Las autoridades venezolanas y organismos internacionales confirmaron que al menos 920 personas perdieron la vida y otras 3.360 resultaron heridas como consecuencia de los dos terremotos de magnitud 7,2 y 7,5 que sacudieron la franja central del país el pasado miércoles. Las operaciones de búsqueda de supervivientes se desarrollan de manera ininterrumpida bajo toneladas de escombros, mientras el Gobierno procesa un balance preliminar de daños materiales que se anticipa catastrófico.

Debido a la magnitud de la emergencia, contingentes de rescate de diversos países comenzaron a desplegarse en las zonas más afectadas para apuntalar las complejas tareas de salvamento. Entre los primeros equipos internacionales en arribar al terreno se destacan 80 rescatistas de élite enviados por el Gobierno de Suiza, junto con una brigada de trabajadores humanitarios y especialistas de origen mexicano.

En los epicentros del desastre, el panorama está marcado por la desesperación. Miles de familias permanecen apostadas cerca de las estructuras colapsadas a la espera de noticias. “Mi corazón me dice que mi hermano está vivo”, relató Marianella, una de las tantas ciudadanas que busca desesperadamente a sus seres queridos, en diálogo con la cadena BBC. Los equipos técnicos confirmaron que el sismo de magnitud 7,5 superó en intensidad a cualquier otro evento sismológico documentado en Venezuela en más de un siglo, un factor que explica el colapso masivo de las redes civiles y de conectividad.

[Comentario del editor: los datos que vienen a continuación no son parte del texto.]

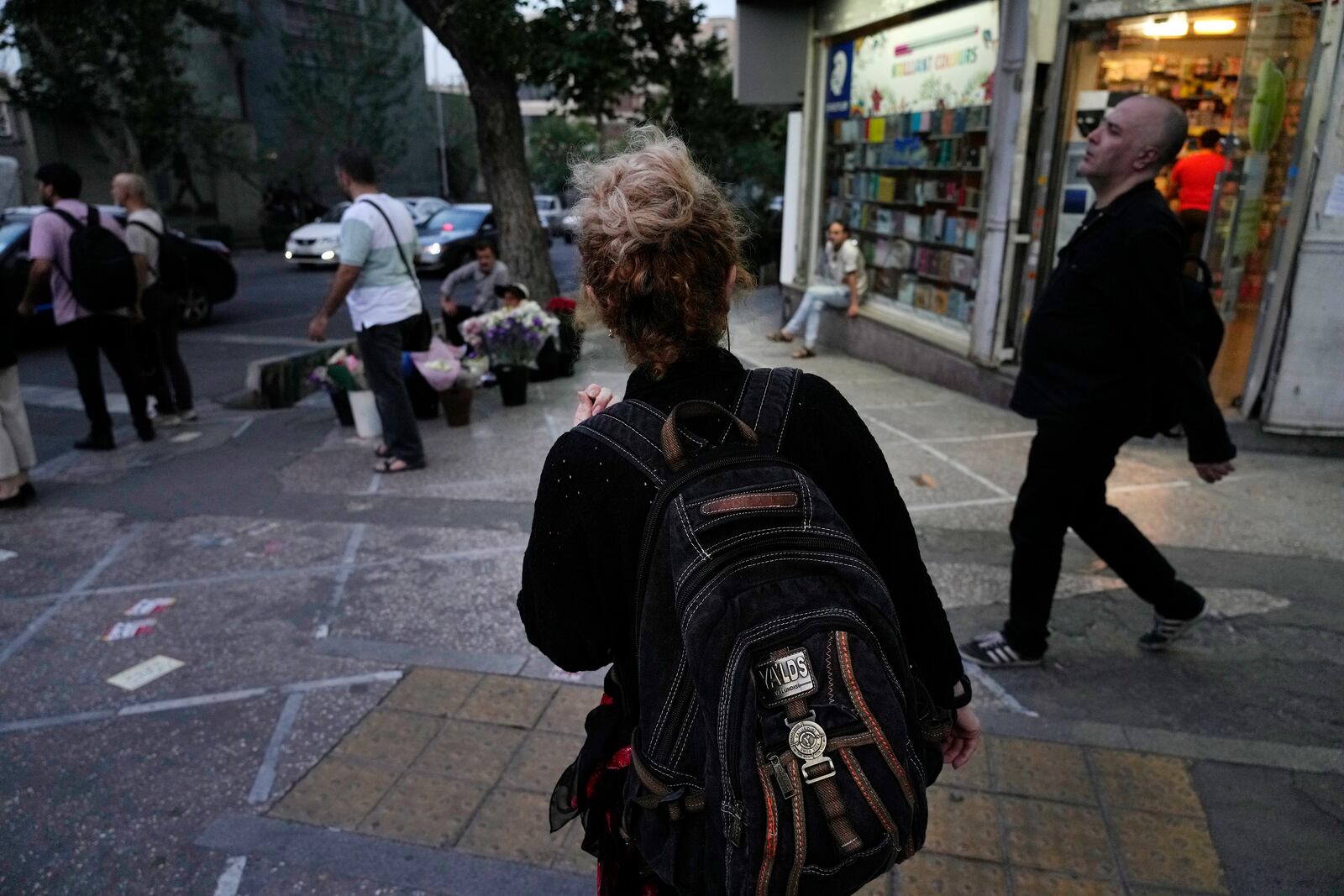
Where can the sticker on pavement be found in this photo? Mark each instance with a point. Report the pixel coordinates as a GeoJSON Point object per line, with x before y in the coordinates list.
{"type": "Point", "coordinates": [143, 673]}
{"type": "Point", "coordinates": [150, 606]}
{"type": "Point", "coordinates": [123, 631]}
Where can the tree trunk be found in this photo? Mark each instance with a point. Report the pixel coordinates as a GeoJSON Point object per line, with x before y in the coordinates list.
{"type": "Point", "coordinates": [499, 134]}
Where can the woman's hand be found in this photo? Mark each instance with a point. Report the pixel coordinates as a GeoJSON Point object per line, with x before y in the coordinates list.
{"type": "Point", "coordinates": [961, 741]}
{"type": "Point", "coordinates": [595, 399]}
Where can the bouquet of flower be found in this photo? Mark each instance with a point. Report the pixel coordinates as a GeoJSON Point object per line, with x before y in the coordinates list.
{"type": "Point", "coordinates": [343, 372]}
{"type": "Point", "coordinates": [512, 336]}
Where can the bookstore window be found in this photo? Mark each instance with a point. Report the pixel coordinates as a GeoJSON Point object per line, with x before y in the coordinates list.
{"type": "Point", "coordinates": [906, 149]}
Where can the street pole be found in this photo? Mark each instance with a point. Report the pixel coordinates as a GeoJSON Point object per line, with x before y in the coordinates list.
{"type": "Point", "coordinates": [443, 140]}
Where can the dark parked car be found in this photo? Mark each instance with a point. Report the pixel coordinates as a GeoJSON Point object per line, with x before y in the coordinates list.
{"type": "Point", "coordinates": [210, 266]}
{"type": "Point", "coordinates": [449, 237]}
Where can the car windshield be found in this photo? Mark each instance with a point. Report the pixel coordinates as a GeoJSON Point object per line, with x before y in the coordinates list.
{"type": "Point", "coordinates": [13, 230]}
{"type": "Point", "coordinates": [452, 221]}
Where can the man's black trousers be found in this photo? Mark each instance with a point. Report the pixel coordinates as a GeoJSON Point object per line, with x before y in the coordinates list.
{"type": "Point", "coordinates": [112, 335]}
{"type": "Point", "coordinates": [381, 349]}
{"type": "Point", "coordinates": [1066, 488]}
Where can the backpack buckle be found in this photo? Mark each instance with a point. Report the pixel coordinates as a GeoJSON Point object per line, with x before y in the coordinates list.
{"type": "Point", "coordinates": [817, 770]}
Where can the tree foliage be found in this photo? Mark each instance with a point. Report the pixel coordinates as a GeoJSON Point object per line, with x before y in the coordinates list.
{"type": "Point", "coordinates": [555, 141]}
{"type": "Point", "coordinates": [118, 66]}
{"type": "Point", "coordinates": [347, 83]}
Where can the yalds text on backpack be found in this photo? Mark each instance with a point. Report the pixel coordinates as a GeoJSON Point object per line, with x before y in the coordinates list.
{"type": "Point", "coordinates": [102, 273]}
{"type": "Point", "coordinates": [781, 734]}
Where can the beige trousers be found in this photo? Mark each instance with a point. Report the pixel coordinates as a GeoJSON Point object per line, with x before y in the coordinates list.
{"type": "Point", "coordinates": [17, 452]}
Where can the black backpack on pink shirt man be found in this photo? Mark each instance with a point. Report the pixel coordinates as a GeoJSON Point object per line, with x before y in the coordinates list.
{"type": "Point", "coordinates": [102, 273]}
{"type": "Point", "coordinates": [781, 736]}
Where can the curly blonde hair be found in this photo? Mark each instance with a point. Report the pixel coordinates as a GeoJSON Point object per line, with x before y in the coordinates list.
{"type": "Point", "coordinates": [656, 242]}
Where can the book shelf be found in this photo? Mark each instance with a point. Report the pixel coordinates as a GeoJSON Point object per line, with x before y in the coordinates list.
{"type": "Point", "coordinates": [909, 187]}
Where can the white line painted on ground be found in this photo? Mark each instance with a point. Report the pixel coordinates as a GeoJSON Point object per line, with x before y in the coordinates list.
{"type": "Point", "coordinates": [232, 878]}
{"type": "Point", "coordinates": [996, 691]}
{"type": "Point", "coordinates": [201, 700]}
{"type": "Point", "coordinates": [266, 774]}
{"type": "Point", "coordinates": [76, 591]}
{"type": "Point", "coordinates": [994, 437]}
{"type": "Point", "coordinates": [190, 703]}
{"type": "Point", "coordinates": [927, 449]}
{"type": "Point", "coordinates": [318, 570]}
{"type": "Point", "coordinates": [347, 566]}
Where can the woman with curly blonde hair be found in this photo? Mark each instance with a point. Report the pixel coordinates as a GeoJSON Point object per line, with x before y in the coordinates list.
{"type": "Point", "coordinates": [660, 251]}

Una reconstrucción que demandará meses

La comunidad humanitaria internacional coincide en que las consecuencias del fenómeno exigirán un esfuerzo logístico a largo plazo. Elinor Raikes, vicepresidenta y directora de programas del Comité Internacional de Rescate (IRC), advirtió en declaraciones a la agencia Reuters que los daños estructurales sufridos por el país son de tal magnitud que la respuesta institucional obligará a repensar las estrategias públicas de asistencia.

“Hay que empezar a pensar incluso a largo plazo. Esta respuesta a los terremotos durará meses, no semanas”, aseveró la directiva, señalando que el primer paso de su organización consiste en buscar mecanismos viables para reforzar de forma urgente los servicios públicos esenciales y distribuir artículos de primera necesidad.

Bloqueo logístico en aeropuertos

Uno de los principales desafíos que enfrentan los organismos de socorro es el severo estado de deterioro en el que quedó la infraestructura de transporte tras los sismos. Raikes precisó que, al encontrarse inoperable el principal aeropuerto internacional de Venezuela por daños en sus pistas y terminales, resulta extremadamente complejo ingresar cargamentos de suministros médicos y alimenticios a gran escala.

Actualmente, el IRC posee toneladas de ayuda humanitaria e insumos de emergencia acopiados en la vecina Colombia, pero se encuentra a la espera de que se liberen vías de acceso seguro o se habiliten puentes aéreos alternativos para poder introducirlos en territorio venezolano. En el corto plazo, los esfuerzos de los equipos de rescate se centrarán de forma prioritaria en abrir caminos vecinales para hacer llegar agua potable, raciones de comida y refugios transitorios a los damnificados, así como reabastecer de insumos médicos a los hospitales que operan al límite de su capacidad.